Karnaval di sepanjang Jalan Diponegoro kota Singkawang pada gelaran Cap Go Meh 2019 di Singkawang, Kalimantan Barat, Selasa (19/2/2019). Sebanyak 12 replika naga dan lebih dari 860 tatung beratraksi pada perayaan Cap Go Meh di Singkawang. TRIBUN PONTIANAK/ANESH VIDUKA

Sedangkan untuk istilah Tatung, yang diterjemahkan ke dalam Bahasa Mandarin oleh sebagian orang sebagai 跳童 (Tiào tóng), dikarenakan para Tatung ketika mempertunjukkan kekuatan gaibnya dalam perayaan Cap Go Meh di kota Singkawang, mereka akan berada di atas pedang yang disusun menyerupai tandu, dan mereka pun melompat-lompat di atas pedang-pedang itu tanpa terluka sedikit pun.

Sementara karakter 跳 (Tiào) itu sendiri secara harafiah “berarti lompat”. Untuk kata 乩童 (Jī tóng) atau童乩 (Tóng jī), masing-masing mengandung arti 童 (Tóng) dan 乩 (Jī), 童 (Tóng) secara harafiah berarti “anak-anak, atau anak hamba” dan 乩(Jī) secara harafiah berarti “ilahi”. Jadi secara keseluruhan, artinya merujuk kepada seseorang yang telah ditunjuk oleh Dewa sebagai media perantara Nya.

Perlu diketahui juga, bahwa diluar sana ada banyak sebutan yang dapat merujuk kepada sebutan “Tatung Singkawang”. Misalnya, masyarakat Dayak mengenal Tatung dengan istilah “Laoya” atau “Loya”,  yang artiannya merujuk ke “Dukun” (shaman).

Di Singapura dan Taiwan, “Tatung” dikenal juga dengan sebutan “Tangki”, sementara di Thailand, “Tatung” dikenal dengan sebutan “Mah Song”.

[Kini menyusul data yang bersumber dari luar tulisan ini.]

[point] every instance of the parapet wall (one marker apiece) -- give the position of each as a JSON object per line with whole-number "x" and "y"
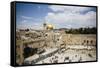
{"x": 79, "y": 39}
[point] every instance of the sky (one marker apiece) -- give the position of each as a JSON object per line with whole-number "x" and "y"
{"x": 29, "y": 15}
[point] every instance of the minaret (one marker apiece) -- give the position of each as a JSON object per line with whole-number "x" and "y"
{"x": 44, "y": 25}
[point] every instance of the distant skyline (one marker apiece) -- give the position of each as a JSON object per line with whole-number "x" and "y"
{"x": 33, "y": 16}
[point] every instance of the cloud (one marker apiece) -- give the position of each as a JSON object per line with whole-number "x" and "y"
{"x": 71, "y": 17}
{"x": 26, "y": 17}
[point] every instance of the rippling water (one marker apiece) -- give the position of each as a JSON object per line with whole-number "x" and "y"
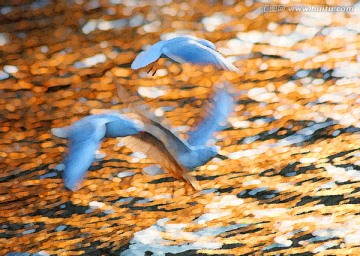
{"x": 290, "y": 184}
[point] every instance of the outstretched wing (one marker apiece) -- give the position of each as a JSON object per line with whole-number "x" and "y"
{"x": 149, "y": 56}
{"x": 82, "y": 146}
{"x": 221, "y": 107}
{"x": 196, "y": 53}
{"x": 174, "y": 144}
{"x": 155, "y": 149}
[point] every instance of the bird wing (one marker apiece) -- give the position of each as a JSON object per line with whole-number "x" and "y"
{"x": 174, "y": 144}
{"x": 82, "y": 145}
{"x": 148, "y": 56}
{"x": 220, "y": 108}
{"x": 156, "y": 150}
{"x": 196, "y": 53}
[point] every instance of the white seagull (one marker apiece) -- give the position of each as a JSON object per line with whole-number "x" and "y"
{"x": 184, "y": 49}
{"x": 84, "y": 138}
{"x": 177, "y": 155}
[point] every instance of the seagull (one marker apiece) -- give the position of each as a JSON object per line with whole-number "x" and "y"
{"x": 175, "y": 154}
{"x": 184, "y": 49}
{"x": 84, "y": 138}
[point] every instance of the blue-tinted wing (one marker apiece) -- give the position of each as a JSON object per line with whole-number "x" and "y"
{"x": 82, "y": 145}
{"x": 196, "y": 53}
{"x": 222, "y": 106}
{"x": 149, "y": 56}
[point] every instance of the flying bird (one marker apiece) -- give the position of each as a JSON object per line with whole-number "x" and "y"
{"x": 84, "y": 138}
{"x": 184, "y": 49}
{"x": 175, "y": 154}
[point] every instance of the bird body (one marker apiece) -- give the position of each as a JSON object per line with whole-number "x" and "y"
{"x": 177, "y": 155}
{"x": 84, "y": 138}
{"x": 184, "y": 49}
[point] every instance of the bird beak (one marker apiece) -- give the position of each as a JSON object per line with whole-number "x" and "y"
{"x": 222, "y": 157}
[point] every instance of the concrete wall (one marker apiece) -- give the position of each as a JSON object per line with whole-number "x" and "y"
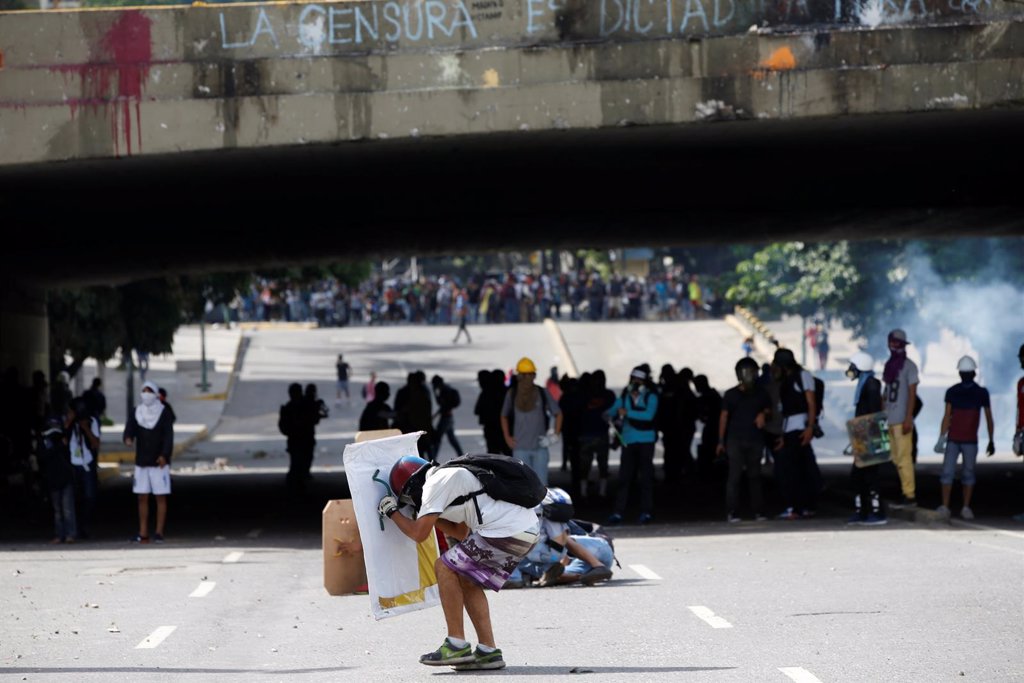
{"x": 24, "y": 330}
{"x": 115, "y": 83}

Lalu di Manado, dikenal juga dengan istilah “ Tangsin”, “Tongsin”, atau “Lokthung” (落童; Luò tóng), dimana seseorang akan menjadi medium perantara (antara manusia dengan Dewa), yang setelah dibacakan mantra tertentu dipercaya telah dirasuki oleh roh Dewa-Dewi, untuk memberikan berkat bagi umat Nya.

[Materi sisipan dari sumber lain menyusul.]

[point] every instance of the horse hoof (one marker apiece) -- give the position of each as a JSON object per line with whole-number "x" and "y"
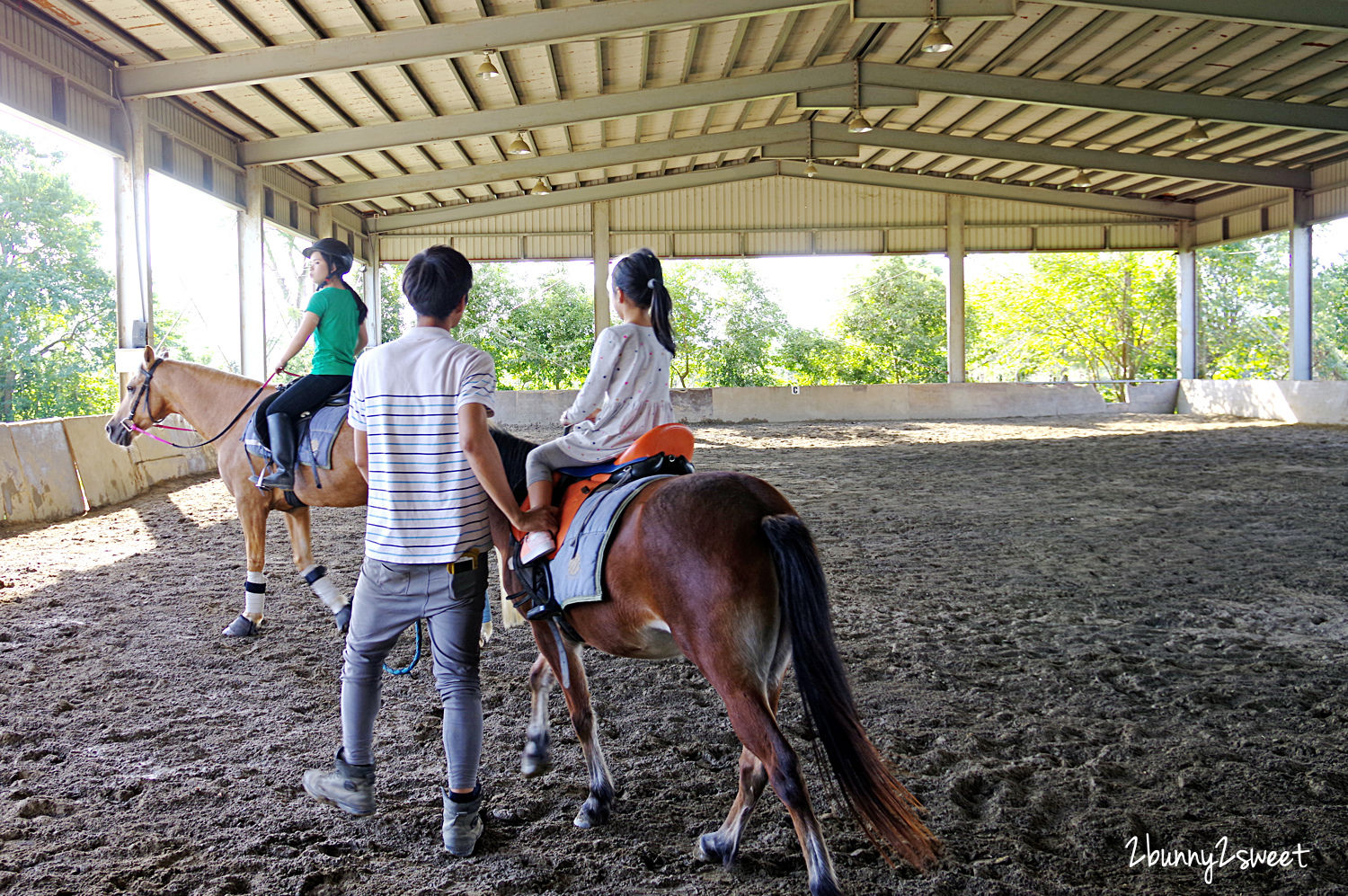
{"x": 590, "y": 815}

Mereka biasanya akan melakukan beberapa aksi sayat lidah, memotong lengan, atau menusuk bagian badannya dengan sabetan pedang, golok, dan lain sebagainya.

Bagi mereka yang menyakininya, hal ini diartikan sebagai bentuk pengorbanan / penebusan dari Dewa untuk meringankan dosa-dosa yang diperbuat manusia.

Perayaan Festival Cap Go Meh di Indonesia sendiri sangat bervariasi. Perayaan biasanya dilakukan oleh umat kelenteng, Lithang dan Wihara, dengan melakukan kirab atau turun ke jalan raya sambil menggotong ramai-ramai Kio/Usunga,n yang didalamnya diletakkan arca para Dewa (Sinbeng).

A. Asal-Usul Tatung di Kota Singkawang

Untuk menelusuri asal-usul Tatung dalam perayaan festival Cap Go Meh di kota Singkawang, erat kaitannya dengan datangnya para perantau Tiongkok di masa lalu yang berimigrasi ke Kalimantan Barat.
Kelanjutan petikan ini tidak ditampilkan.